Al fulmine-uccello, portatore dell'ambrosia vitale, corrisponde il pico marzio, l'uccello che, secondo la tradizione latina, nutrì Romolo e Remo, i progenitori della stirpe romana, e si personificò nel celebre e fatidico ficus ruminalis.
Niente dunque di più naturale che la credenza fanciullesca, comune a quasi tutta l'Italia superiore e al Tirolo, d'esser nati sotto il ceppo di un frassino o di una rovere; ai fanciulli francesi, che si chiamano pure petits choux, si fa credere che furono levati di sotto un cavolo; nel contado fiorentino si chiamano macchiaioli i figli di nessuno, i fanciulli illegittimi, come quelli che si suppongono raccolti in una macchia; il vocabolo macchia può tuttavia avere in Toscana lo stesso senso che si dà in sanscrito alla voce kshetra, nel composto kshetragia con cui si denomina il bastardo.
Trovandosi la credenza degli uomini nati dagli alberi particolarmente diffusa nell'alta Italia sarebbe forse il caso di supporre che essa provenga dalla Germania; ma rimangono parecchie testimonianze di autori greci e latini, i quali ci mostrano l'antichità di questa tradizione sopra il suolo italiano.
Presso Esiodo, il padre Zeus crea gli uomini dai frassini; presso Apollodoro, il primo uomo Foroneo vien pure creato da un frassino; presso l'ottavo dell'Eneide, Virgilio ci parla di aborigeni nati dai tronchi e dalla dura rovere.
Giovenale, infine, nella sesta delle satire, afferma pure che i primi uomini non ebbero umani parenti, ma nacquero o da un albero o dal fango (rupto rotore nati, compositive luto, niillos liabuere parenles).
Nella sentenza di Giovenale, l'albero antropogonico è un albero primigenio.

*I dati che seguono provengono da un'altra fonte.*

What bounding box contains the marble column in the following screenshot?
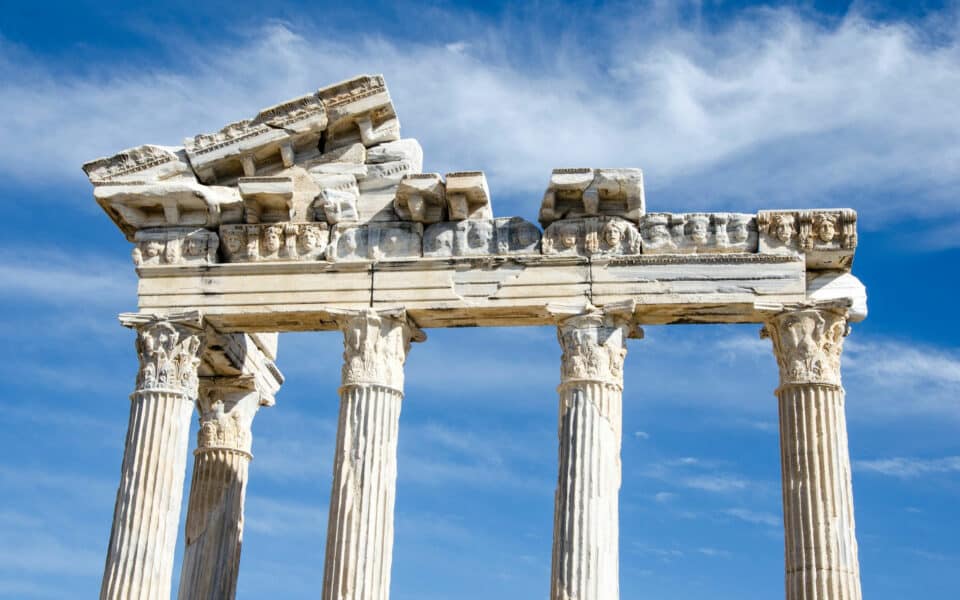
[551,311,635,600]
[101,314,204,600]
[322,309,424,600]
[762,306,862,600]
[177,376,265,600]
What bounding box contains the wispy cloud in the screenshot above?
[854,456,960,479]
[1,7,958,232]
[0,245,134,308]
[723,507,781,528]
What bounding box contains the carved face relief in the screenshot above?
[603,222,623,248]
[301,228,319,251]
[164,240,180,263]
[689,217,710,244]
[815,215,836,243]
[263,227,282,253]
[729,219,750,243]
[144,240,163,259]
[223,229,243,254]
[185,236,204,257]
[467,222,491,249]
[343,229,359,253]
[513,225,535,248]
[647,223,670,243]
[560,225,578,249]
[772,215,794,244]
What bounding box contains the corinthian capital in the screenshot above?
[121,312,204,397]
[333,308,425,390]
[557,311,636,386]
[761,305,849,387]
[195,377,262,456]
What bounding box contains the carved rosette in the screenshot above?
[338,309,423,390]
[557,312,631,387]
[134,321,204,396]
[762,307,849,387]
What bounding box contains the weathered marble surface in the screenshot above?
[539,168,645,226]
[219,223,328,262]
[763,305,862,600]
[758,209,857,270]
[639,212,758,254]
[101,314,204,600]
[329,221,423,262]
[133,228,219,266]
[423,217,540,257]
[322,309,423,600]
[543,216,641,257]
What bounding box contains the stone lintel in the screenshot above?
[132,253,813,330]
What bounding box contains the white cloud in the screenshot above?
[723,507,781,527]
[845,339,960,420]
[854,456,960,479]
[0,245,135,308]
[0,7,958,232]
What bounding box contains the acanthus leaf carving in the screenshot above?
[338,309,423,390]
[761,307,849,387]
[134,320,204,396]
[557,312,631,386]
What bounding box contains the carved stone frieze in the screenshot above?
[539,168,645,227]
[336,309,424,389]
[758,209,857,270]
[319,74,400,149]
[328,221,423,262]
[761,306,849,387]
[542,216,641,257]
[127,318,204,396]
[639,212,758,254]
[185,93,327,183]
[132,228,218,266]
[423,217,541,257]
[83,144,195,183]
[557,312,632,386]
[220,223,328,262]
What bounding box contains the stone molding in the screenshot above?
[121,312,204,397]
[333,308,425,390]
[761,304,849,387]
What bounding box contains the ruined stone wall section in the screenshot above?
[82,76,857,272]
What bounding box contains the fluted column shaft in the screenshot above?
[322,309,423,600]
[101,317,204,600]
[551,311,634,600]
[763,307,862,600]
[178,378,264,600]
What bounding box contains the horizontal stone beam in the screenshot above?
[134,253,815,331]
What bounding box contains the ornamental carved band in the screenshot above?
[762,308,849,387]
[134,321,204,396]
[557,313,631,387]
[339,309,421,390]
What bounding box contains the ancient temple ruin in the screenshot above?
[84,74,867,600]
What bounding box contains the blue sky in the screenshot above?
[1,1,958,598]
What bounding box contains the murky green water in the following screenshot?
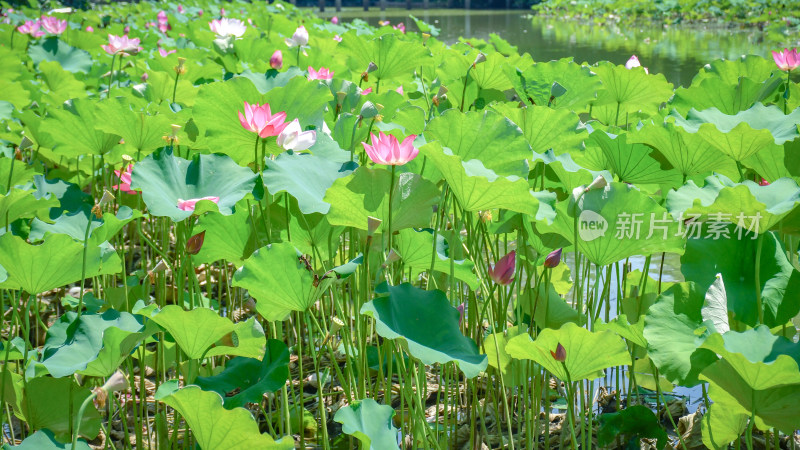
[324,8,779,86]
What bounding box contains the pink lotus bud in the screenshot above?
[550,343,566,362]
[178,5,185,13]
[488,250,515,286]
[544,248,562,268]
[141,72,148,81]
[270,49,283,69]
[456,303,466,325]
[331,16,339,24]
[86,26,94,32]
[772,48,800,72]
[186,231,206,255]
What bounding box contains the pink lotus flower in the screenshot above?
[177,196,220,212]
[17,20,46,37]
[40,16,67,35]
[157,10,168,23]
[550,343,566,362]
[102,34,142,55]
[772,48,799,72]
[333,35,342,42]
[178,5,185,13]
[209,18,246,38]
[759,178,771,186]
[86,25,94,32]
[394,22,405,33]
[141,73,149,81]
[219,7,226,16]
[488,250,516,286]
[158,47,176,57]
[198,10,204,16]
[625,55,649,74]
[362,131,418,165]
[158,22,169,33]
[331,16,339,24]
[270,50,283,69]
[379,20,390,26]
[396,85,403,95]
[308,66,334,81]
[360,87,373,95]
[544,248,562,268]
[113,165,137,194]
[285,25,308,48]
[238,101,289,138]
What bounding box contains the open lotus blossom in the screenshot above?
[270,50,283,69]
[550,343,566,362]
[113,165,137,194]
[360,87,372,95]
[394,22,405,33]
[238,101,288,138]
[396,85,403,95]
[158,47,176,57]
[333,35,342,42]
[102,34,142,55]
[772,48,799,72]
[488,250,516,285]
[177,196,220,212]
[285,25,308,47]
[40,16,67,35]
[308,66,334,80]
[209,18,246,38]
[625,54,649,74]
[277,119,317,151]
[331,16,339,24]
[362,131,419,165]
[17,20,46,37]
[177,4,185,13]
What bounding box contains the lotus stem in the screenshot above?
[107,53,116,99]
[755,233,764,325]
[72,391,97,449]
[387,165,396,255]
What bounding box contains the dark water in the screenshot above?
[325,8,782,86]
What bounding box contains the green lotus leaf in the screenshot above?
[232,242,316,322]
[37,310,144,378]
[28,37,92,74]
[4,429,91,450]
[150,306,238,359]
[666,174,800,233]
[471,52,512,91]
[691,55,776,87]
[594,314,647,348]
[81,320,161,377]
[642,282,719,386]
[340,32,432,82]
[333,398,400,450]
[195,339,289,409]
[592,62,674,126]
[0,233,121,294]
[536,182,686,266]
[670,104,800,161]
[532,150,610,193]
[205,317,267,359]
[628,120,737,180]
[130,148,258,222]
[28,175,92,219]
[419,142,539,215]
[0,78,30,110]
[395,228,478,290]
[509,58,601,111]
[21,377,101,441]
[361,283,487,378]
[517,281,584,330]
[193,207,260,268]
[743,138,800,185]
[671,75,782,116]
[587,130,682,187]
[0,158,39,195]
[423,109,531,178]
[37,60,87,106]
[505,322,630,382]
[492,103,588,156]
[94,97,175,154]
[597,405,668,449]
[484,325,529,386]
[699,384,750,450]
[274,198,344,262]
[30,206,141,244]
[0,188,59,227]
[42,98,121,158]
[263,150,357,215]
[154,382,293,449]
[324,166,440,234]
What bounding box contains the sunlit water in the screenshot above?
[323,8,787,86]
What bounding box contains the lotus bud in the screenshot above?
[456,303,466,325]
[98,189,115,207]
[550,342,566,362]
[472,52,486,67]
[141,72,149,82]
[544,248,562,268]
[174,57,187,75]
[185,230,206,255]
[101,370,129,393]
[488,250,516,286]
[153,259,169,273]
[367,216,382,237]
[269,50,282,70]
[586,175,607,192]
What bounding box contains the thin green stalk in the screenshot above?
[107,53,117,99]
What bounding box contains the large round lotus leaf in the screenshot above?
[680,229,800,327]
[628,120,737,180]
[536,182,686,266]
[0,233,121,295]
[205,317,267,359]
[423,109,531,178]
[0,188,59,226]
[484,325,530,387]
[505,322,630,382]
[594,314,647,348]
[42,98,121,157]
[262,150,357,215]
[586,130,682,187]
[196,339,289,409]
[333,398,400,450]
[36,60,88,106]
[6,429,92,450]
[597,405,668,449]
[130,148,258,222]
[666,173,800,233]
[324,166,440,234]
[81,320,161,377]
[21,377,101,442]
[395,228,477,290]
[37,310,144,378]
[28,175,92,219]
[94,97,174,154]
[154,382,293,449]
[642,282,718,386]
[28,37,92,74]
[532,150,611,193]
[360,283,487,378]
[699,384,750,450]
[743,138,800,186]
[151,306,242,360]
[691,55,776,87]
[671,75,783,116]
[591,62,674,126]
[492,103,588,156]
[193,207,262,268]
[419,142,539,215]
[516,282,584,330]
[339,32,432,82]
[510,58,601,112]
[30,205,141,244]
[232,242,316,322]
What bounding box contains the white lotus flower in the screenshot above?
[277,119,316,151]
[209,18,246,38]
[284,25,308,48]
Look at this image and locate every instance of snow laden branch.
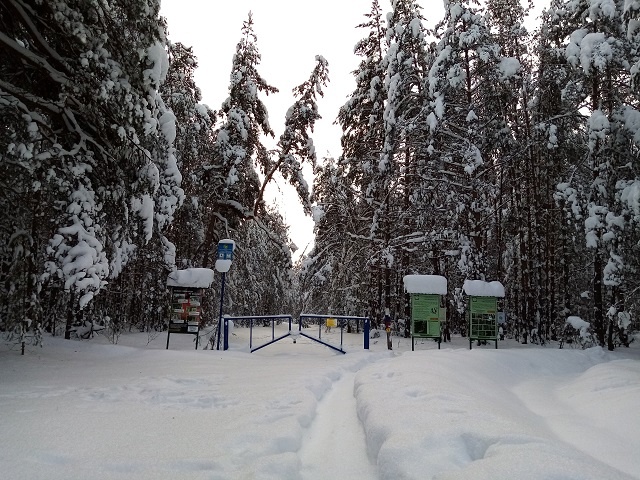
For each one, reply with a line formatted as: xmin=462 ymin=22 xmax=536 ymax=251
xmin=1 ymin=0 xmax=182 ymax=319
xmin=253 ymin=55 xmax=330 ymax=218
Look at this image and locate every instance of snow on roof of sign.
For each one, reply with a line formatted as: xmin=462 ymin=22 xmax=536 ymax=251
xmin=403 ymin=275 xmax=447 ymax=295
xmin=167 ymin=268 xmax=215 ymax=288
xmin=463 ymin=280 xmax=505 ymax=297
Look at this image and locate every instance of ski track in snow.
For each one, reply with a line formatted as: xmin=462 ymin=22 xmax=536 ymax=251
xmin=298 ymin=370 xmax=378 ymax=479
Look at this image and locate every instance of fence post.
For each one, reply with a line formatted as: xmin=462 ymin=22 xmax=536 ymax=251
xmin=364 ymin=317 xmax=370 ymax=350
xmin=216 ymin=271 xmax=226 ymax=350
xmin=223 ymin=316 xmax=229 ymax=351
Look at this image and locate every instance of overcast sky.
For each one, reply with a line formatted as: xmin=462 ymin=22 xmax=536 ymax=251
xmin=159 ymin=1 xmax=448 ymax=257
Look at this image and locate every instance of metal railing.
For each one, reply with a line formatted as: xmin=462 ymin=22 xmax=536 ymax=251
xmin=221 ymin=314 xmax=370 ymax=353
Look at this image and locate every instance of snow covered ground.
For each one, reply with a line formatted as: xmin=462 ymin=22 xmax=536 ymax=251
xmin=1 ymin=322 xmax=639 ymax=480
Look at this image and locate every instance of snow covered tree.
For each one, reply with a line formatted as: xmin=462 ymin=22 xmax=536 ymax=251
xmin=426 ymin=0 xmax=503 ymax=284
xmin=377 ymin=0 xmax=433 ymax=321
xmin=516 ymin=1 xmax=590 ymax=342
xmin=254 ymin=55 xmax=329 ymax=217
xmin=301 ymin=158 xmax=368 ymax=315
xmin=226 ymin=208 xmax=294 ymax=317
xmin=162 ymin=41 xmax=217 ymax=267
xmin=0 ymin=0 xmax=179 ymax=338
xmin=338 ymin=0 xmax=388 ymax=197
xmin=379 ymin=0 xmax=430 ymax=173
xmin=485 ymin=0 xmax=562 ymax=340
xmin=197 ymin=12 xmax=278 ymax=269
xmin=320 ymin=0 xmax=436 ymax=324
xmin=621 ymin=0 xmax=640 ymax=336
xmin=550 ymin=0 xmax=639 ymax=347
xmin=336 ymin=0 xmax=389 ymax=323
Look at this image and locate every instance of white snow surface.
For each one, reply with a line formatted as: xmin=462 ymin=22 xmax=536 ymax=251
xmin=403 ymin=274 xmax=447 ymax=295
xmin=166 ymin=268 xmax=215 ymax=288
xmin=1 ymin=326 xmax=639 ymax=480
xmin=463 ymin=279 xmax=506 ymax=297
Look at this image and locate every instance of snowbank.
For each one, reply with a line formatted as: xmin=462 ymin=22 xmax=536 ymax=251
xmin=1 ymin=327 xmax=639 ymax=480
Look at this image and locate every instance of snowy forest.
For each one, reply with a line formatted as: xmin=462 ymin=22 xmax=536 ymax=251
xmin=1 ymin=0 xmax=640 ymax=351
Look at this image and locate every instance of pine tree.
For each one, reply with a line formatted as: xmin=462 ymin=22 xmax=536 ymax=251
xmin=254 ymin=55 xmax=330 ymax=217
xmin=163 ymin=41 xmax=217 ymax=267
xmin=227 ymin=207 xmax=294 ymax=317
xmin=427 ymin=0 xmax=502 ymax=284
xmin=336 ymin=0 xmax=389 ymax=323
xmin=198 ymin=12 xmax=278 ymax=268
xmin=0 ymin=0 xmax=178 ymax=338
xmin=378 ymin=0 xmax=432 ymax=322
xmin=486 ymin=0 xmax=552 ymax=339
xmin=525 ymin=1 xmax=590 ymax=342
xmin=302 ymin=158 xmax=365 ymax=315
xmin=553 ymin=0 xmax=636 ymax=347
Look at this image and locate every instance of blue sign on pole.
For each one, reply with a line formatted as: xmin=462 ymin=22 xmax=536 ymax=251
xmin=217 ymin=241 xmax=234 ymax=261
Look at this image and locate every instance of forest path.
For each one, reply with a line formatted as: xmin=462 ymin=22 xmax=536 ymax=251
xmin=298 ymin=370 xmax=378 ymax=479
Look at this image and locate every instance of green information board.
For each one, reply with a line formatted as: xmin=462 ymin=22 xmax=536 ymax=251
xmin=469 ymin=296 xmax=497 ymax=341
xmin=411 ymin=294 xmax=440 ymax=337
xmin=470 ymin=296 xmax=497 ymax=315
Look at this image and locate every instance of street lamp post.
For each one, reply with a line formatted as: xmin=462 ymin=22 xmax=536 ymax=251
xmin=214 ymin=239 xmax=234 ymax=350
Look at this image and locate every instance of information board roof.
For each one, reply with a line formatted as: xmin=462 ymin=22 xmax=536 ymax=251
xmin=403 ymin=275 xmax=448 ymax=295
xmin=167 ymin=268 xmax=215 ymax=288
xmin=463 ymin=280 xmax=505 ymax=297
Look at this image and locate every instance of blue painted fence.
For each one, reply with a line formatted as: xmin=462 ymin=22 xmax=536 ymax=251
xmin=221 ymin=314 xmax=370 ymax=353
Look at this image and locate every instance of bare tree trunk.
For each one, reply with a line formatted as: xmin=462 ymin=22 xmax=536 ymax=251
xmin=593 ymin=253 xmax=605 ymax=345
xmin=65 ymin=291 xmax=75 ymax=340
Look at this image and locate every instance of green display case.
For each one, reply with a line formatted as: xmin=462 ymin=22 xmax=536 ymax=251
xmin=410 ymin=293 xmax=442 ymax=350
xmin=468 ymin=296 xmax=498 ymax=348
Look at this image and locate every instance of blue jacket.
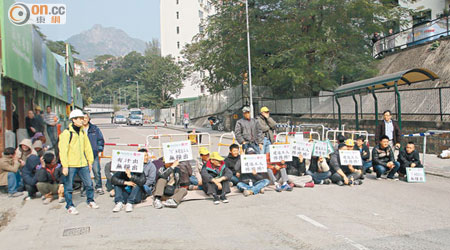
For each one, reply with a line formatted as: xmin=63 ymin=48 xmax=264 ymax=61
xmin=87 ymin=123 xmax=105 ymax=155
xmin=21 ymin=155 xmax=40 ymax=186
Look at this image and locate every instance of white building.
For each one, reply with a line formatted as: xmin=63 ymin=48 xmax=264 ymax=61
xmin=399 ymin=0 xmax=449 ymax=27
xmin=160 ymin=0 xmax=215 ymax=99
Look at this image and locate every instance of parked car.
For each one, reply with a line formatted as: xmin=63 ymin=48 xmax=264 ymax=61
xmin=114 ymin=115 xmax=127 ymax=124
xmin=127 ymin=115 xmax=143 ymax=126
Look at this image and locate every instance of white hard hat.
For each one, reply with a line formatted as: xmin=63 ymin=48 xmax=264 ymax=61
xmin=69 ymin=109 xmax=85 ymax=119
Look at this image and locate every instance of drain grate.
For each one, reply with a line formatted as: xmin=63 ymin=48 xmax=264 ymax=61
xmin=62 ymin=226 xmax=90 ymax=237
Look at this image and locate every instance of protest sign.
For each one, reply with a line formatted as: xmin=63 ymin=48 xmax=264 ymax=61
xmin=406 ymin=167 xmax=426 ymax=183
xmin=339 ymin=150 xmax=363 ymax=166
xmin=270 ymin=144 xmax=292 ymax=162
xmin=111 ymin=150 xmax=145 ymax=173
xmin=291 ymin=141 xmax=314 ymax=160
xmin=241 ymin=154 xmax=268 ymax=174
xmin=162 ymin=140 xmax=193 ymax=163
xmin=312 ymin=141 xmax=329 ymax=157
xmin=294 ymin=133 xmax=304 ymax=142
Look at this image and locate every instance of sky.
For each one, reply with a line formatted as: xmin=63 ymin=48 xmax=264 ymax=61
xmin=36 ymin=0 xmax=160 ymax=42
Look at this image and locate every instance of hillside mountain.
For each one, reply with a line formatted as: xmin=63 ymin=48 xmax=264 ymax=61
xmin=67 ymin=24 xmax=147 ymax=60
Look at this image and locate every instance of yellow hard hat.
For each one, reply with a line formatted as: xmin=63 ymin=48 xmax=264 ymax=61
xmin=260 ymin=107 xmax=270 ymax=113
xmin=35 ymin=105 xmax=41 ymax=111
xmin=210 ymin=152 xmax=224 ymax=161
xmin=345 ymin=139 xmax=355 ymax=147
xmin=199 ymin=147 xmax=210 ymax=155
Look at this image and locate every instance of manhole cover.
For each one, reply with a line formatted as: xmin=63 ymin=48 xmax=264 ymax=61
xmin=63 ymin=226 xmax=90 ymax=237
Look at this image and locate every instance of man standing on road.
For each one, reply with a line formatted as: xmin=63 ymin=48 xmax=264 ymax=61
xmin=257 ymin=107 xmax=277 ymax=153
xmin=43 ymin=106 xmax=59 ymax=149
xmin=235 ymin=106 xmax=263 ymax=153
xmin=375 ymin=110 xmax=401 ymax=155
xmin=372 ymin=135 xmax=401 ymax=180
xmin=59 ymin=109 xmax=98 ymax=215
xmin=83 ymin=113 xmax=105 ymax=195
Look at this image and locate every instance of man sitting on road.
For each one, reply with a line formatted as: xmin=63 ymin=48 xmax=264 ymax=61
xmin=21 ymin=154 xmax=41 ymax=199
xmin=286 ymin=154 xmax=314 ymax=188
xmin=354 ymin=136 xmax=372 ymax=176
xmin=201 ymin=152 xmax=233 ymax=205
xmin=266 ymin=153 xmax=292 ymax=192
xmin=304 ymin=155 xmax=332 ymax=185
xmin=235 ymin=106 xmax=264 ymax=153
xmin=372 ymin=135 xmax=401 ymax=180
xmin=36 ymin=152 xmax=64 ymax=204
xmin=189 ymin=147 xmax=209 ymax=190
xmin=224 ymin=144 xmax=241 ymax=186
xmin=111 ymin=168 xmax=146 ymax=213
xmin=153 ymin=160 xmax=188 ymax=209
xmin=330 ymin=140 xmax=363 ymax=186
xmin=139 ymin=149 xmax=157 ymax=196
xmin=398 ymin=142 xmax=423 ymax=179
xmin=0 ymin=147 xmax=23 ymax=197
xmin=235 ymin=147 xmax=270 ymax=196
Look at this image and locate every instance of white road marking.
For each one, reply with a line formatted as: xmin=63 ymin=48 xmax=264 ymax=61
xmin=296 ymin=214 xmax=328 ymax=229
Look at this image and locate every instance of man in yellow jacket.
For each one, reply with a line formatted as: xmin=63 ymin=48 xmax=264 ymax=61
xmin=59 ymin=110 xmax=98 ymax=215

II primo uomo, non avendo necessariamente avuto padre umano (se no non sarebbe egli mai stato primo), nacque da un primo antico albero, il quale si confonde agévolmente con l'albero cosmogonico, da cui, secondo il Rigveda, furono creati il cielo e la terra, e che, sotto il nome di Haoma, fu ad un tempo uomo ed albero nella tradizione zendica, come nell'Edda la prima generazione degli uomini è attribuita ai figli di Boerr i quali, in riva al mare, trovarono due alberi e ne fecero due creature umane.
Gli alberi che si piantano pure per le nozze in Germania, il ramoscello o bastone fiorito del bazvalan brettone, il ramo d'olivo, il maio, rami di betulla che si piantano in Russia innanzi alle case per la Pentecoste, il ramo di salice ornato di dolci, sotto il quale si raccolgono i fanciulli l'8 febbraio, con cui s' apre il nuovo anno giapponese, per avere fortuna e prosperare, sono tutti simboli insieme della vita e però del Natale che alla vita dà festoso principio.